Since EventSys recommends usage of interfaces to specify events rather than concrete classes, the creation of an instance of an event specified by an interface requires some code to be written. To avoid this, we introduced Factory interfaces feature:
interface MyFactory {
fun createBuyEvent(@Name("product") product: Product, @Name("amount") amount: Int): BuyEvent
}
This makes the process of creating new instances of events more easy and simple, you only need to use EventGenerator.createFactory to create instance of the factory, and then use it.
But if you have too much events, writting this stub interface can be tedious and even slow down the development, so @Factory was introduced.
Every event annotation that you wish to have a factory method in a factory interface should be annotated with @Factory. The value property is the name of target interface to add the factory method (the target interface cannot exists, Annotation Processor will create it).
Example:
@Factory("com.github.projectsandstone.eventsyswiki.MyFactory")

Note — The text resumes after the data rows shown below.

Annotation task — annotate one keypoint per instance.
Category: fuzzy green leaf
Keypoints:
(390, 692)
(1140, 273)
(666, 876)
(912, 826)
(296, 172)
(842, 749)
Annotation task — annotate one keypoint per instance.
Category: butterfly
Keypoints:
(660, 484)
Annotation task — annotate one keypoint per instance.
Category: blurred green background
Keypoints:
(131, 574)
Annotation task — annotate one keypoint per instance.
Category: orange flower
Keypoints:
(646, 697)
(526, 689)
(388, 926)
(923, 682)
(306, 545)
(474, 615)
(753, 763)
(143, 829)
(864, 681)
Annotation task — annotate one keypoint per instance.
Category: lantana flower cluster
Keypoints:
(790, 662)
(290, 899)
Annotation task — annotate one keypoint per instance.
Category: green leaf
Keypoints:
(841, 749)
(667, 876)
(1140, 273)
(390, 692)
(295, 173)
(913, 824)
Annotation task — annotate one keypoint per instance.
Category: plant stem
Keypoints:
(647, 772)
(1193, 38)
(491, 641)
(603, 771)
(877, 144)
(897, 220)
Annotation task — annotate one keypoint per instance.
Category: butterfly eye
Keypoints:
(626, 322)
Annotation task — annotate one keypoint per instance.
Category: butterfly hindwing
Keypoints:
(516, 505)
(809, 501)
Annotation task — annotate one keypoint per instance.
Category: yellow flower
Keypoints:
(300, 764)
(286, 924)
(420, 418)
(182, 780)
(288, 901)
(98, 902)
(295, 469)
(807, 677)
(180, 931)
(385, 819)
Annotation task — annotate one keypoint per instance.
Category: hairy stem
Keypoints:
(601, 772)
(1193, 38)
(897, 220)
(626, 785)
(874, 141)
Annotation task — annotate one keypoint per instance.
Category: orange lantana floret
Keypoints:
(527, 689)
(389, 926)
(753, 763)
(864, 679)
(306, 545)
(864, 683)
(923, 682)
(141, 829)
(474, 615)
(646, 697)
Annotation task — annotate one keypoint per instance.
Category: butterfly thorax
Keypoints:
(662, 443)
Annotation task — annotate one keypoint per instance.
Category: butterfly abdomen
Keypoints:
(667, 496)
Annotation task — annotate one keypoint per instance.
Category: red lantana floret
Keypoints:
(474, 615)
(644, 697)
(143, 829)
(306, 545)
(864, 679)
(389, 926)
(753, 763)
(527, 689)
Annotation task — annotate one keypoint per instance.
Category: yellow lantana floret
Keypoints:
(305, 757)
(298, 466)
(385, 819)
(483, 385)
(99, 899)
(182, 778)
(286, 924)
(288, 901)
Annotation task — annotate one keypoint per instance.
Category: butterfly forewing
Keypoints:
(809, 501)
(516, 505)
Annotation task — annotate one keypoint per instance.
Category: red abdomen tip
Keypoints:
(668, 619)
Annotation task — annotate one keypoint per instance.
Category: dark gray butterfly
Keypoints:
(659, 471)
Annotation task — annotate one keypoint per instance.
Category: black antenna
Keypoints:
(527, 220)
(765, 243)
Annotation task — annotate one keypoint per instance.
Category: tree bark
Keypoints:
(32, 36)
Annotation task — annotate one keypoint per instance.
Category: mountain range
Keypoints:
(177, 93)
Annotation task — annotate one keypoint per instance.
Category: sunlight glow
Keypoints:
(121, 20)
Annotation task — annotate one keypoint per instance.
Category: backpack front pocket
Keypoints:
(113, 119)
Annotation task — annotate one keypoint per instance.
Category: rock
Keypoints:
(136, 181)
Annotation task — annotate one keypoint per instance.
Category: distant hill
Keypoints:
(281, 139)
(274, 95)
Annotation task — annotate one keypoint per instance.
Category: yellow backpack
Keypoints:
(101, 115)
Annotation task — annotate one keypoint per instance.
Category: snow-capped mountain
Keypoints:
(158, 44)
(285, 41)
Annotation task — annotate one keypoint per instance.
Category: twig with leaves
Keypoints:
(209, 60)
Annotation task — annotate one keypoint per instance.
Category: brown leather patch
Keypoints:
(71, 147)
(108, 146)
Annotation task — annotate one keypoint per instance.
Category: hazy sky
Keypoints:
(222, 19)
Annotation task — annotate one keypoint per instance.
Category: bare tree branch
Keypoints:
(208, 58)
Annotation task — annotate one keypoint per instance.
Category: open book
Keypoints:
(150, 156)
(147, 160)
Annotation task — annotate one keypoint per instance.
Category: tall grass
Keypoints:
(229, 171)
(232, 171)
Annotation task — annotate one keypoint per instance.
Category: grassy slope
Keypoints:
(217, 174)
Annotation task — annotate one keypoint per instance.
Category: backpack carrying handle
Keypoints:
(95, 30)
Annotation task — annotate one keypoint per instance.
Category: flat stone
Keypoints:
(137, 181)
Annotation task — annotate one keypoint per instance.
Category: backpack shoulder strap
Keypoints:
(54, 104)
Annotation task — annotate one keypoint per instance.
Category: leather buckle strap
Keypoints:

interface BuyEvent : Event {
val product: Product
val amount: Int
}
This will generate an factory stub interface, your implementation still need to be generated at runtime with EventGenerator.createFactory.
Container annotation to be used to specify multiple factories with @Factory, this is commonly used to generate variants with extensions.
These examples uses Kotlin language, to this work you need to configure Kotlin KAPT with EventSys as a kapt annotation processor.